“杭主任。”他的声音从远处传来,恢复了那种虚伪的平静,“你知道你刚才做了什么吗?”
“知道。我自卫。”
“自卫?”他笑了,笑声在黑暗中回荡,带着一丝阴冷,“你踩了副市长的脚。你知道这是什么性质吗?”
“我知道。这是自卫。如果您不碰我,我不会踩您。”
“你以为有人会信你?”
“有人会信。”杭慧的声音很平静,“因为我有证据。”
沉默。那种沉默像一把刀,悬在两个人之间。
“什么证据?”他的声音变了,变得警惕,变得紧张。
“您猜。”杭慧说。
她不会告诉他录音笔的事。那是她的底牌,不能轻易亮出来。但她要让他知道,她有底牌。让他猜,让他慌,让他不敢轻举妄动。
“杭主任,你在诈我。”
“您觉得呢?”
沉默。黑暗中,她听到他的呼吸变得更加急促。那是一种紧张的、不安的呼吸,像一个人在黑暗中摸索,不知道前面是墙还是悬崖。
“杭主任,你是个聪明人。”他的声音软了下来,不再是威胁,而是商量,“今天的事,就当没发生过。你踩我的事,我不追究。我碰你的事,你也别往外说。我们扯平。”
“扯平?”杭慧笑了,笑声在黑暗中冰冷刺骨,“刘市长,您觉得能扯平吗?”
“你想怎样?”
“我不想怎样。我只想让您记住——别碰我。别碰我的家人。别碰我的人。否则,我不保证会发生什么。”
沉默。
电梯外传来声音。
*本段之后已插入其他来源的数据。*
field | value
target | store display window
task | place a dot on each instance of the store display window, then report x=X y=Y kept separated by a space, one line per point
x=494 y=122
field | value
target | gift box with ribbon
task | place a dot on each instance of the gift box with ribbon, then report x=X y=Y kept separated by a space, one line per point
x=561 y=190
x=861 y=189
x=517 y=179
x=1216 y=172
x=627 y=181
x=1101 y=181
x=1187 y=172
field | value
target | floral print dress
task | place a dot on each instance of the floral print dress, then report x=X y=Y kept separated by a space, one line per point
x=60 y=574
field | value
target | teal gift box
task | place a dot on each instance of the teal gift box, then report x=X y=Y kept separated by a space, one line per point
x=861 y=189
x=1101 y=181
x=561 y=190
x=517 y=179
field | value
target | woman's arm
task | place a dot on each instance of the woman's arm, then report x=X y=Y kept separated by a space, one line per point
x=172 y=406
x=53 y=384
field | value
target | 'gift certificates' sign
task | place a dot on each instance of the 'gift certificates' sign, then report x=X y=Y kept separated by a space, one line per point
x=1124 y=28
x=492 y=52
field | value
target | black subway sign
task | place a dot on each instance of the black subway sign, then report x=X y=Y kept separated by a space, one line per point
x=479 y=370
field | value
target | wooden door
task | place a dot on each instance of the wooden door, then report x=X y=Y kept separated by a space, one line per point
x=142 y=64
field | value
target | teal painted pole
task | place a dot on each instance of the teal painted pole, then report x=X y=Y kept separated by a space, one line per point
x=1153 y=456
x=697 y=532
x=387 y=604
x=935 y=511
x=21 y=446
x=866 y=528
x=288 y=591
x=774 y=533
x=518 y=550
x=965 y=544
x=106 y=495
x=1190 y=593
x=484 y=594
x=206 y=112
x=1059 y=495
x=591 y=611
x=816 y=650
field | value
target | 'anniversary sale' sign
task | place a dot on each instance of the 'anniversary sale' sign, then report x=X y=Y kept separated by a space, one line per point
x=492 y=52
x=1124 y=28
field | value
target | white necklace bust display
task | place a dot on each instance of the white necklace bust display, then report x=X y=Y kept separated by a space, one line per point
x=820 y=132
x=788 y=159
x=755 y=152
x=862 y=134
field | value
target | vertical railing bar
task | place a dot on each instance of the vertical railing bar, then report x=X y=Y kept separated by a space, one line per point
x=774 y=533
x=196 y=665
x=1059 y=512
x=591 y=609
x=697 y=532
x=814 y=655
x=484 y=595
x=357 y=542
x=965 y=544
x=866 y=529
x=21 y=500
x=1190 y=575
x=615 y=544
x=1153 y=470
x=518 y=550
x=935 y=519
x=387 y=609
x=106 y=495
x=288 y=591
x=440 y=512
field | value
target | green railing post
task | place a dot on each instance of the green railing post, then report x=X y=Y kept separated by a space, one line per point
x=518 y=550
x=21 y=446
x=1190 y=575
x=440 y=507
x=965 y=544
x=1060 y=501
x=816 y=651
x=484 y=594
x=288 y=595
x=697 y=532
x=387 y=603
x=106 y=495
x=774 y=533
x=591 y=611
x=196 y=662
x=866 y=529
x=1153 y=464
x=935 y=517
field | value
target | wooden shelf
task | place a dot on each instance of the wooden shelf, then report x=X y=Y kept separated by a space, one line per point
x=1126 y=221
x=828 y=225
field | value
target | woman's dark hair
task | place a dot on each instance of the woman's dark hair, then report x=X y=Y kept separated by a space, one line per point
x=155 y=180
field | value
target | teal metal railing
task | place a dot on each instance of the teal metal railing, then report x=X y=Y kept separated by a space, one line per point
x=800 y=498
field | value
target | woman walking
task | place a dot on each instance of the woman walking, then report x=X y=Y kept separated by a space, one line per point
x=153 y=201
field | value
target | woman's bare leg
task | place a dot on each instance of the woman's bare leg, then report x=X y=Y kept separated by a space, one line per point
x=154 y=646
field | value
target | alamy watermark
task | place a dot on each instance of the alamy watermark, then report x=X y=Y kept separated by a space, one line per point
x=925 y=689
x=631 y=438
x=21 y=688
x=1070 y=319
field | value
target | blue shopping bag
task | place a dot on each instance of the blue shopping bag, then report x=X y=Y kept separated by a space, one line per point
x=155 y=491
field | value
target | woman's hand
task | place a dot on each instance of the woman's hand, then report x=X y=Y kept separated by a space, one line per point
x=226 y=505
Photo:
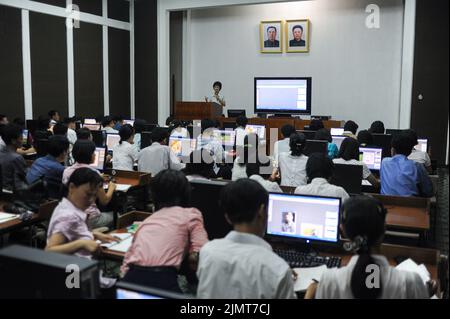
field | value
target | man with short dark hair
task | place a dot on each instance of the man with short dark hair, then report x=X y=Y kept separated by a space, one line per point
x=401 y=176
x=242 y=265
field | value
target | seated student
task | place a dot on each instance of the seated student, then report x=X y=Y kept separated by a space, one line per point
x=84 y=154
x=417 y=155
x=260 y=171
x=108 y=125
x=245 y=155
x=364 y=224
x=292 y=165
x=349 y=154
x=325 y=135
x=365 y=139
x=167 y=237
x=124 y=153
x=350 y=129
x=282 y=146
x=377 y=127
x=200 y=166
x=241 y=123
x=12 y=164
x=50 y=167
x=158 y=156
x=68 y=232
x=401 y=176
x=242 y=265
x=319 y=169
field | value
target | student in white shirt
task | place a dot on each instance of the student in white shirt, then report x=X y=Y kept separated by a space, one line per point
x=283 y=145
x=158 y=156
x=292 y=165
x=319 y=170
x=363 y=223
x=349 y=154
x=125 y=154
x=242 y=265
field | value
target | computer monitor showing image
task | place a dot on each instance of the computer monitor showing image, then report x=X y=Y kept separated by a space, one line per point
x=182 y=147
x=304 y=218
x=257 y=129
x=371 y=157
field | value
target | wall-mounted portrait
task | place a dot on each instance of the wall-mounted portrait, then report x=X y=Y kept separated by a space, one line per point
x=271 y=33
x=297 y=36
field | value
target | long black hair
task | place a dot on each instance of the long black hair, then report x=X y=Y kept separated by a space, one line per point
x=364 y=224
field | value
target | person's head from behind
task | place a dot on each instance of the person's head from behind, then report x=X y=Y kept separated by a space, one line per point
x=319 y=165
x=60 y=129
x=349 y=149
x=351 y=126
x=365 y=138
x=84 y=134
x=297 y=32
x=83 y=186
x=159 y=135
x=323 y=135
x=377 y=127
x=402 y=144
x=126 y=134
x=12 y=136
x=241 y=121
x=58 y=147
x=83 y=152
x=170 y=188
x=54 y=115
x=287 y=130
x=245 y=205
x=297 y=143
x=363 y=223
x=200 y=163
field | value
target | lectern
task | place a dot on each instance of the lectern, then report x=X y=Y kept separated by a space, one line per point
x=189 y=111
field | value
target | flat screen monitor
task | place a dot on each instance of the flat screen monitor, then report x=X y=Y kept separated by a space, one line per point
x=100 y=158
x=112 y=140
x=304 y=218
x=337 y=131
x=182 y=147
x=422 y=146
x=371 y=157
x=257 y=129
x=283 y=95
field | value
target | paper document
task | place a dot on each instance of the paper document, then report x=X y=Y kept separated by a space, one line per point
x=305 y=276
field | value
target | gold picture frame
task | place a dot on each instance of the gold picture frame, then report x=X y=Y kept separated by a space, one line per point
x=271 y=42
x=293 y=28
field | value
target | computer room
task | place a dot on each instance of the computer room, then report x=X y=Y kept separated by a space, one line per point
x=272 y=151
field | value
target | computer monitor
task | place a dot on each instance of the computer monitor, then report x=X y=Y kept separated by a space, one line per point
x=304 y=218
x=112 y=140
x=349 y=177
x=100 y=159
x=205 y=197
x=338 y=140
x=125 y=290
x=336 y=131
x=181 y=146
x=313 y=146
x=371 y=157
x=423 y=145
x=257 y=129
x=236 y=113
x=226 y=137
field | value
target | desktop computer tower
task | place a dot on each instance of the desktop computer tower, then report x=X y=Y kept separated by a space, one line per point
x=30 y=273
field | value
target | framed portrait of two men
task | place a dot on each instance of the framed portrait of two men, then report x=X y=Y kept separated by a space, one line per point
x=293 y=35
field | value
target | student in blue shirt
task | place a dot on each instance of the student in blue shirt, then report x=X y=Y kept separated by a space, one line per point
x=401 y=176
x=49 y=167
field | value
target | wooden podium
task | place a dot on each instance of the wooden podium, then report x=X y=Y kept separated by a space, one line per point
x=189 y=111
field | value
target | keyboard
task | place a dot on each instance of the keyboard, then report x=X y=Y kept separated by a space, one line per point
x=298 y=259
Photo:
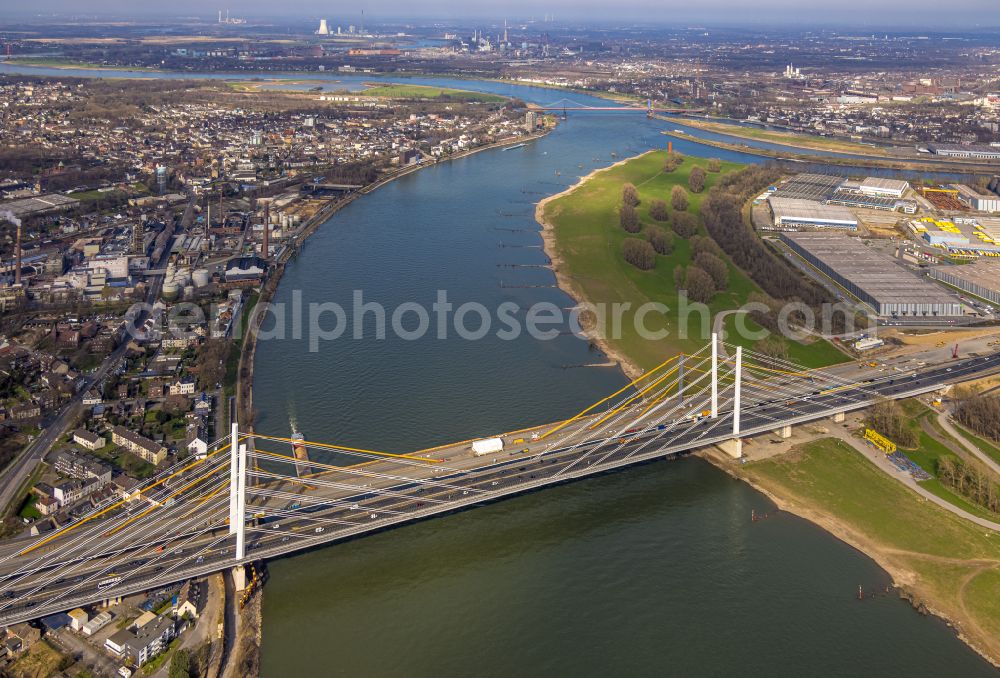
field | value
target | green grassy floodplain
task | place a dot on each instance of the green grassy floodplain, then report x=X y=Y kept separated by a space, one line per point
x=588 y=241
x=930 y=450
x=949 y=564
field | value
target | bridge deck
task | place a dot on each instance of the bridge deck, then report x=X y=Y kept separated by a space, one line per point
x=340 y=502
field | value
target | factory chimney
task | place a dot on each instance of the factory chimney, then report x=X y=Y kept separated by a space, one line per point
x=17 y=256
x=267 y=229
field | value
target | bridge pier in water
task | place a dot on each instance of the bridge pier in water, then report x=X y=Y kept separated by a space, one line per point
x=734 y=446
x=239 y=577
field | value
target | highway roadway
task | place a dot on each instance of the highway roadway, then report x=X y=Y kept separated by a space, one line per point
x=188 y=537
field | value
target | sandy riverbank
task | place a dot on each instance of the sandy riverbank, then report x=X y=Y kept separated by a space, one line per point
x=565 y=282
x=906 y=581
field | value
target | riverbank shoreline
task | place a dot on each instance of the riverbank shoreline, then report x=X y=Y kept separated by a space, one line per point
x=565 y=282
x=248 y=350
x=903 y=580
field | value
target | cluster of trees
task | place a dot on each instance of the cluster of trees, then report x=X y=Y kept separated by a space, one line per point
x=706 y=275
x=722 y=214
x=696 y=282
x=888 y=418
x=980 y=413
x=358 y=173
x=696 y=180
x=629 y=218
x=210 y=365
x=970 y=480
x=639 y=253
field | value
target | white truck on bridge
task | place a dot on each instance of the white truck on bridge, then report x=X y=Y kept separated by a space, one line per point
x=487 y=446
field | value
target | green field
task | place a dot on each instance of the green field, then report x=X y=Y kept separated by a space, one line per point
x=588 y=240
x=947 y=562
x=930 y=450
x=59 y=62
x=792 y=139
x=989 y=448
x=397 y=91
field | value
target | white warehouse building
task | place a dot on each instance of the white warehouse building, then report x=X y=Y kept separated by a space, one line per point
x=893 y=188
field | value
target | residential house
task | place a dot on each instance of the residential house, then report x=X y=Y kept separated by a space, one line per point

有人在敲电梯门,有人在喊话。
“里面的人,退后!我们准备开门了!”
杭慧往后退了一步,背抵住电梯壁。她听到刘副市长也往后退了,脚步声向远处移动。灯亮了。刺眼的白光照亮了轿厢。
杭慧眯起眼睛,看到了刘副市长。他靠在另一侧的电梯壁上,脸色铁青,额头上冒着细密的汗珠。他的右手扶着电梯壁,左腿微微弯曲,身体的重心放在右腿上。她踩的是他的左脚。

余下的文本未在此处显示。